The random variable T has the probability density function

\[f(t) = \frac{\pi }{4}\cos \left( {\frac{{\pi t}}{2}} \right),{\text{ }} - 1 \leqslant t \leqslant 1.\]

Find

(a)     P(T = 0) ;

(b)     the interquartile range.

(a)     Any consideration of \(\int_0^0 {f(x){\text{d}}x} \)     (M1)

0     A1     N2

(b)     METHOD 1

Let the upper and lower quartiles be a and −a

\(\frac{\pi }{4}\int_a^1 {\cos \frac{{\pi t}}{2}{\text{d}}t = 0.25} \)     M1

\( \Rightarrow \left[ {\frac{\pi }{4} \times \frac{2}{\pi }\sin \frac{{\pi t}}{2}} \right]_a^1 = 0.25\)     A1

\( \Rightarrow \left[ {\frac{1}{2}\sin \frac{{\pi t}}{2}} \right]_a^1 = 0.25\)

\( \Rightarrow \left[ {\frac{1}{2} - \frac{1}{2}\sin \frac{{\pi a}}{2}} \right] = 0.25\)     A1

\( \Rightarrow \frac{1}{2}\sin \frac{{\pi a}}{2} = \frac{1}{4}\)

\( \Rightarrow \sin \frac{{\pi a}}{2} = \frac{1}{2}\)

\(\frac{{\pi a}}{2} = \frac{\pi }{6}\)

\(a = \frac{1}{3}\)     A1

Since the function is symmetrical about t = 0 ,

interquartile range is \(\frac{1}{3} - \left( { - \frac{1}{3}} \right) = \frac{2}{3}\)     R1

METHOD 2

\(\frac{\pi }{4}\int_{ - a}^a {\cos \frac{{\pi t}}{2}{\text{d}}t = 0.5 = \frac{\pi }{2}\int_0^a {\cos \frac{{\pi t}}{2}{\text{d}}t} } \)     M1A1

\( \Rightarrow \left[ {\sin \frac{{a\pi }}{2}} \right] = 0.5\)     A1

\( \Rightarrow \frac{{a\pi }}{2} = \frac{\pi }{6}\)
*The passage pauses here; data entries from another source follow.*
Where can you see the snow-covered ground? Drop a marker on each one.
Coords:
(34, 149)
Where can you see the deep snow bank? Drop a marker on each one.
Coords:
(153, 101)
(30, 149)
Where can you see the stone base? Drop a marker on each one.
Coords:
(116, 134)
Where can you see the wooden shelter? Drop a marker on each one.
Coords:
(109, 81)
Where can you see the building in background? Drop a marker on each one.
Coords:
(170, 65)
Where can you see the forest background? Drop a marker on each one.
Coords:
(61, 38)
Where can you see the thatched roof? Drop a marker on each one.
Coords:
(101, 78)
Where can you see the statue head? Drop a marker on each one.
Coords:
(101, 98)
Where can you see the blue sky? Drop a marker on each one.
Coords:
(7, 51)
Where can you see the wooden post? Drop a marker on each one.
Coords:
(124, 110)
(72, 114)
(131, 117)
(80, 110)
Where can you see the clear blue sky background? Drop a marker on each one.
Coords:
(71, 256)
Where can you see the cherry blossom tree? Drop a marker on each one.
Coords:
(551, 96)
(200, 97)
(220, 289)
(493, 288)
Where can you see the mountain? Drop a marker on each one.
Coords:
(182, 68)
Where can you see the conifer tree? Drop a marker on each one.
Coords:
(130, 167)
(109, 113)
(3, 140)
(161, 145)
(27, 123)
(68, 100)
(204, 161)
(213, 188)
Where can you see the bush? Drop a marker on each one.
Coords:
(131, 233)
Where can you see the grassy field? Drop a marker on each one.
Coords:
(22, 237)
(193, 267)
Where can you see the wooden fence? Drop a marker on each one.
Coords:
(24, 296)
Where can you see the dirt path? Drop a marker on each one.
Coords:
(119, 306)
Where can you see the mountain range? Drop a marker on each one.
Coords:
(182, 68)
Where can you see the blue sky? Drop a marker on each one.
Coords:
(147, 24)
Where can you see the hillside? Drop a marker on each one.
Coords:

\( \Rightarrow a = \frac{1}{3}\)     A1

The interquartile range is \(\frac{2}{3}\)     R1

[7 marks]

All but the best candidates struggled with part (a). The vast majority either did not attempt it or let t = 1 . There was no indication from any of the scripts that candidates wasted an undue amount of time in trying to solve part (a). Many candidates attempted part (b), but few had a full understanding of the situation and hence were unable to give wholly correct answers.